Tuesday, January 31, 2012

What's "In Store" for the Church?

Php 2:20 For I have no one like-minded, who will sincerely care for your state. 21 For all seek their own, not the things which are of Christ Jesus. 22 But you know [Timothy’s] proven character, that as a son with his father he served with me in the gospel.
God’s Word compares the church to a body, in which each of us is to be a functioning, contributing part. Christ and the church are also parallel in some ways to a husband and wife. We are like a kingdom, a holy nation, and a royal priesthood. Could the church also be similar to a store? Who might we see when we shop, and what do they teach us?

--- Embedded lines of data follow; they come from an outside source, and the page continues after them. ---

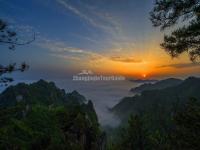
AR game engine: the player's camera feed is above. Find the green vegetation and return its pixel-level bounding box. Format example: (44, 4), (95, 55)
(0, 77), (200, 150)
(108, 98), (200, 150)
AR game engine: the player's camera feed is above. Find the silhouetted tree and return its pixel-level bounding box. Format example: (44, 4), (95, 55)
(0, 19), (35, 84)
(150, 0), (200, 61)
(172, 98), (200, 150)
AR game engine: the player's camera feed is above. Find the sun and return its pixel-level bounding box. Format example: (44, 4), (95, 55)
(142, 74), (147, 78)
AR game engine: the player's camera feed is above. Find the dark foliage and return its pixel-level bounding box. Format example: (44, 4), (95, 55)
(150, 0), (200, 61)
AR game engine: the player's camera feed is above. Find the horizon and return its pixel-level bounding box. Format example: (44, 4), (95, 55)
(0, 0), (200, 80)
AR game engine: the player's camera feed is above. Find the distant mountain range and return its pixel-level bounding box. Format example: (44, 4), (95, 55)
(0, 80), (87, 107)
(129, 79), (158, 83)
(111, 77), (200, 120)
(130, 78), (182, 93)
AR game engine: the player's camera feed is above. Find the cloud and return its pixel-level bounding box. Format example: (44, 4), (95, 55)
(110, 56), (142, 63)
(157, 63), (200, 68)
(56, 0), (121, 36)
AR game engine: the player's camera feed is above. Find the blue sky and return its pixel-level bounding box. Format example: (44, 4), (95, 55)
(0, 0), (199, 77)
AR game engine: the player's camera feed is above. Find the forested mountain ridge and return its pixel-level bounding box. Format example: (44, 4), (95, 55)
(111, 77), (200, 120)
(0, 80), (106, 150)
(130, 78), (182, 93)
(0, 80), (87, 106)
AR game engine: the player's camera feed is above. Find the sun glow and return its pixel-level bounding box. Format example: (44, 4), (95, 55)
(142, 74), (147, 78)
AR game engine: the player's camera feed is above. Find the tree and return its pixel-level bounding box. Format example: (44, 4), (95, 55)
(115, 115), (148, 150)
(150, 0), (200, 61)
(0, 19), (35, 84)
(172, 98), (200, 150)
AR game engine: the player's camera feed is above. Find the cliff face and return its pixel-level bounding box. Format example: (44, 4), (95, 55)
(112, 77), (200, 119)
(0, 80), (103, 150)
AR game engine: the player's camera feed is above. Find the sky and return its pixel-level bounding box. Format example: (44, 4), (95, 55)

First is the browser. He or she is “just looking,” maybe not even for anything in particular. The browser has no stake at all in the store but just stops in from time to time when it’s convenient. If the salesperson offers too much help, the browser may feel pushed and decide to leave. If the store should close, the browser feels no great loss.
Second is the customer. He wants or needs something, perhaps several things. He’s looking for good selection, low price, and solid value. If he finds all that at the store, he may make a purchase. If he does not he will move on.
Third is the employee. He punches a clock, does what he is paid to do, collects his pay, and leaves. He does not have to come early, stay late, or even enjoy what he does. He will likely stay at the store – unless and until another boss offers higher pay, better hours, or greater benefits. He has some degree of loyalty, but he may still be looking at options.
Fourth is the manager. He is in charge of tasks, people, and schedules. He has been with the store for a while. He has accepted more responsibility and received more rewards. He feels more loyal to the owner and the company. He may be on a clock, but he will come and work just about anytime he feels that work is required. He is trustworthy and reliable. However, if he becomes discouraged by difficult circumstances, daunting challenges, or demanding people … the owner will need to find a replacement.
Finally there is the owner. Unlike the others, his life is to a huge degree wrapped up in the success of the store. He is tireless in his efforts. He loses sleep, puts other things on hold, and invests all that he can in making the store the best it can be. His name, his character, and his reputation are all connected with the progress (or lack of it) that occurs.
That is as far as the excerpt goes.